LIDAR Object Clustering · Udacity

Filter ground, build a k-d tree, Euclidean-cluster obstacles. C++ from scratch on PCL — no ML, all classical geometry.

What it did

Process raw LIDAR .pcd frames into bounding boxes around discrete obstacles (cars, pedestrians, cyclists) on a moving ego vehicle, then render the result. The whole pipeline was hand-written in C++ on top of PCL — no ML, no deep learning, no black boxes.

The pipeline

Voxel-grid downsample. Raw LIDAR returns ~100k points per frame; most are spatial noise or redundant samples of the same surface. A voxel grid reduces this to ~5–10k while preserving structure.
Region-of-interest crop. Drop everything outside an axis-aligned box centered on the ego vehicle — no need to cluster the sky or the side of the road 50 m away.
Custom RANSAC ground-plane filter. Hypothesize a plane from 3 random points, count inliers, repeat N times, keep the best plane. This separates the road surface from "everything else."
k-d tree construction on remaining points. Built from scratch (not the PCL one) — recursive 3-D median splits, point-to-point nearest-neighbor query.
Euclidean clustering.
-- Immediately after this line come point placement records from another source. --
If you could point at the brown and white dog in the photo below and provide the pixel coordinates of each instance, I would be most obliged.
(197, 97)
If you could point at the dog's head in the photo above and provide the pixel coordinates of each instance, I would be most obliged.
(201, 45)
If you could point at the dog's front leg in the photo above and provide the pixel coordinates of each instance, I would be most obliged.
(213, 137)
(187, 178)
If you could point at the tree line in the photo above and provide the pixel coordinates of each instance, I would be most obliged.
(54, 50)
For each unvisited point, BFS-flood through neighbors within distance d; emit each connected component as a cluster.
Bounding boxes + render. Axis-aligned boxes around each cluster, drawn with PCL's viewer.

What I'd do differently with hindsight

Skip the custom RANSAC + k-d tree. The "from scratch" requirement was good pedagogically, but PCL's SACSegmentation and KdTreeFLANN are within rounding-error of hand-rolled versions on a single thread, and parallelize properly under the hood. Outside of coursework the re-implementation is dead weight.
Oriented bounding boxes, not axis-aligned. AABBs over-estimate the footprint of cars turning across the field of view. PCA on the cluster points gives a tight oriented box for almost no extra cost.
Track between frames. A single-frame clusterer wastes the temporal signal. Hungarian-matching cluster centroids across consecutive frames + a constant-velocity Kalman per track is the natural next step — and connects directly to the Extended Kalman Filter project on the same nanodegree.
Embed-then-cluster. Modern (2024+) approaches run the clouds through a learned encoder (e.g. PointNet++ or a sparse-conv backbone) and cluster in the embedding space. Geometry-first is still a defensible baseline; learned-first is where the field went.

What it taught me

Classical 3D geometry has a craft to it: knowing when a problem factors cleanly into voxelize → fit plane → tree → cluster, and how each step's hyperparameter (voxel size, RANSAC iterations, cluster tolerance) trades precision for runtime. The lesson generalized: don't reach for the deep model before you've spent an hour with a notebook and the data.